The Consumer Financial Protection Bureau has found its new head of enforcement, elevating one of its own to replace Anthony Alexis, who recently announced plans to step down.
The CFPB told HousingWire Wednesday that long-time CFPB employee Kristen Donoghue will take over for Alexis when he leaves later this month.
Donoghue has been with the CFPB for six years, joining the bureau in 2011 as an enforcement attorney. Prior to that, Donoghue was a litigation attorney at Hogan Lovells for 13 years.
While at the CFPB, Donoghue rose from enforcement attorney, to assistant litigation deputy in the office of enforcement, to assistant deputy director for policy and strategy in the office of enforcement, to deputy enforcement director, and finally to principal deputy enforcement director – serving as Alexis’ top deputy.
And now, she will be taking over as assistant director for enforcement for Alexis, whose last day at the CFPB will be Nov. 17.
“Kristen Donoghue has been an essential member of the Consumer Bureau’s enforcement team since the very first days of the agency,” CFPB Director Richard Cordray said in a statement provided to HousingWire.
“Kristen is a proven leader who has demonstrated her integrity, deep knowledge of financial services and consumer protection, and commitment to public service,” Cordray continued.
“I am grateful she has accepted this new role,” Cordray concluded. “I also want to thank Tony Alexis for everything he has done for the Consumer Bureau, and for his years of service seeking justice and relief for American consumers.”
According to this article from Law.com, the CFPB only considered internal candidates to serve as Alexis’ replacement. The reason? The looming end of Cordray’s term.
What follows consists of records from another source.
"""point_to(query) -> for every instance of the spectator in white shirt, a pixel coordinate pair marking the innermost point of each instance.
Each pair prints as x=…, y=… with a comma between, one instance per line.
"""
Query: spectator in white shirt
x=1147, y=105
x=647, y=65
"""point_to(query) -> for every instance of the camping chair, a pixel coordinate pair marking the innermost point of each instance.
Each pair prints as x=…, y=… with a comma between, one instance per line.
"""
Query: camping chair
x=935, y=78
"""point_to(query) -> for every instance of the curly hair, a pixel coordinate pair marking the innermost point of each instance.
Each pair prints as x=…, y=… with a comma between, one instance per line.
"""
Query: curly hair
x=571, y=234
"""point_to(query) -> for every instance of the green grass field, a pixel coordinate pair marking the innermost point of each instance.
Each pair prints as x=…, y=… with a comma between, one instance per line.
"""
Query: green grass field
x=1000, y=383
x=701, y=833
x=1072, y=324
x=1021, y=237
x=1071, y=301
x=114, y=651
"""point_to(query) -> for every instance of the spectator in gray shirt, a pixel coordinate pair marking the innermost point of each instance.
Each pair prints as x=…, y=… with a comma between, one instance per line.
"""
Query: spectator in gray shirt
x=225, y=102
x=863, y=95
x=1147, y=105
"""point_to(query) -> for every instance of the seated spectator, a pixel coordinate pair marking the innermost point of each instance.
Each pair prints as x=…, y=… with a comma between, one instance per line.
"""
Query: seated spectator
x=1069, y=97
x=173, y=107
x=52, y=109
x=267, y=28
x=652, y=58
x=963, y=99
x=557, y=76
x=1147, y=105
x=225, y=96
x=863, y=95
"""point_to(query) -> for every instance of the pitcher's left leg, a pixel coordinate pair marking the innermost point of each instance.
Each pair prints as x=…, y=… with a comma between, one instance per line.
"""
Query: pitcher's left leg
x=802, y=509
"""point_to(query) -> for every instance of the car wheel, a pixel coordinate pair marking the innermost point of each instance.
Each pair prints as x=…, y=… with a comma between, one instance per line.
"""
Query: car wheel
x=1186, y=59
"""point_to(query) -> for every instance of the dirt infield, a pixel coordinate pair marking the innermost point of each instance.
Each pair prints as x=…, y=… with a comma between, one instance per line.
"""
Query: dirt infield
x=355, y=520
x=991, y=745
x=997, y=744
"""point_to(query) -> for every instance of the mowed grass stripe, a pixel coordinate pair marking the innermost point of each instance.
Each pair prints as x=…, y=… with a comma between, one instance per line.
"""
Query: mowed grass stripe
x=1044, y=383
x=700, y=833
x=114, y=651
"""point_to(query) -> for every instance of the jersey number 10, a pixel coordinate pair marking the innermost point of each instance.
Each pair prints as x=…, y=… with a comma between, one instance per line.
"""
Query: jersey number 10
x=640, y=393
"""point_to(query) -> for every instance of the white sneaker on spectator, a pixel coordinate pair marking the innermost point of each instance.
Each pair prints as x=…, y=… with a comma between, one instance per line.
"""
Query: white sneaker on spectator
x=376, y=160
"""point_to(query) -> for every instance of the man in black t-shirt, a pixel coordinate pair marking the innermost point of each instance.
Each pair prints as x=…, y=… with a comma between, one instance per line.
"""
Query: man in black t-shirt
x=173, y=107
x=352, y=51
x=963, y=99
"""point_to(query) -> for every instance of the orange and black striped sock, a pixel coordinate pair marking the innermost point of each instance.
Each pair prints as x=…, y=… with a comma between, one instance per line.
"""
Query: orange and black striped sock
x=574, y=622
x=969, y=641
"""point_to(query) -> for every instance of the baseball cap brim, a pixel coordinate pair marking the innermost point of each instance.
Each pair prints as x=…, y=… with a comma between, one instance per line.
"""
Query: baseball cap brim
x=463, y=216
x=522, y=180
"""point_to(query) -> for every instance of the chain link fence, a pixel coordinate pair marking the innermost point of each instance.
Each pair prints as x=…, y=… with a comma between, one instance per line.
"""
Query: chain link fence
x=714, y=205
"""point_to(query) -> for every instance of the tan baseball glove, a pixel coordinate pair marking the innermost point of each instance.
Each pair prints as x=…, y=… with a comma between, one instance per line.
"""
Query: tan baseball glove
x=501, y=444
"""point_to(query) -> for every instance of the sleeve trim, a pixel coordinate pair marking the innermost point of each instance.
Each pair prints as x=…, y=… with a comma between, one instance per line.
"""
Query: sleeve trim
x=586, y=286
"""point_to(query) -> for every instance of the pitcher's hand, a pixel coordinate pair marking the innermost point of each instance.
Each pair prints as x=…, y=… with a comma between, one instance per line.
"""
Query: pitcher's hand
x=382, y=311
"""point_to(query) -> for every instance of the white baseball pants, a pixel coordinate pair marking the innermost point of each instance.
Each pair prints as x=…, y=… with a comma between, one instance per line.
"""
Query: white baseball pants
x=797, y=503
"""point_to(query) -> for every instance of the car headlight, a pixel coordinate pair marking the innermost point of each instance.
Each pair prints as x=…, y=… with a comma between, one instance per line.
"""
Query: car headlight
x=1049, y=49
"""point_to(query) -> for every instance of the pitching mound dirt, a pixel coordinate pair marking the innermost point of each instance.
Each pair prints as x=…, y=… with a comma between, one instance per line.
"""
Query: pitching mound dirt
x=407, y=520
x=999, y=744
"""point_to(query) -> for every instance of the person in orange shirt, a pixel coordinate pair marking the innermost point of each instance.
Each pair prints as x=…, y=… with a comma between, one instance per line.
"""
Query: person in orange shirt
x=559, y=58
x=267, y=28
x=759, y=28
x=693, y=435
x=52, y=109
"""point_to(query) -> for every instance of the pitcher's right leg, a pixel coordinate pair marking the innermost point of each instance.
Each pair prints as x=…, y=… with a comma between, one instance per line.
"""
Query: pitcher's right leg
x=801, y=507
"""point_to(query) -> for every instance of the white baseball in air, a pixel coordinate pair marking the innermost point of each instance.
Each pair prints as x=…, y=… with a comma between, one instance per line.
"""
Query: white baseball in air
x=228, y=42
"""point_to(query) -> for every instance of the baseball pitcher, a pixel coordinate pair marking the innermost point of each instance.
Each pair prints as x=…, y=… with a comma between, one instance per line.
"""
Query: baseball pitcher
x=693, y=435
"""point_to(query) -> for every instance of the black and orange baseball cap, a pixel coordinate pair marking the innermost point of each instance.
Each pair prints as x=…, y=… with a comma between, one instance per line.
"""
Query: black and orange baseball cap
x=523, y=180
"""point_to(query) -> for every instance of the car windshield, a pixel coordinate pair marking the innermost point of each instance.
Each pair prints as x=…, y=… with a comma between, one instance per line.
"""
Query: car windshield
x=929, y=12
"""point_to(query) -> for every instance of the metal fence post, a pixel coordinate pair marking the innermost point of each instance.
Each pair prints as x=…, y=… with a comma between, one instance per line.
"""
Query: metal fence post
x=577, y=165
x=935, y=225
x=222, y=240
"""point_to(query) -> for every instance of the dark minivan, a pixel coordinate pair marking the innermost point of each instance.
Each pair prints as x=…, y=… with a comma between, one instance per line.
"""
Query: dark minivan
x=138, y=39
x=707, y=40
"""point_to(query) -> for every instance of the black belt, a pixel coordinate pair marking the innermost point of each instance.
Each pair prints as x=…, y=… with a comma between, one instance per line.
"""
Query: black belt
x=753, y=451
Donoghue’s time in her new role may be brief. Regardless of whether Cordray resigns to pursue his widely rumored interest in the Ohio gubernatorial race, his days leading the watchdog agency are numbered. Cordray’s five-year term is set to expire in July 2018, and the replacement picked by President Donald Trump will likely bring in a new senior leadership team.
The CFPB only considered internal candidates to replace Alexis. One former CFPB attorney said it would have been difficult to “get the cream of the crop” outside the agency with Cordray’s five-year term fast-approaching its end.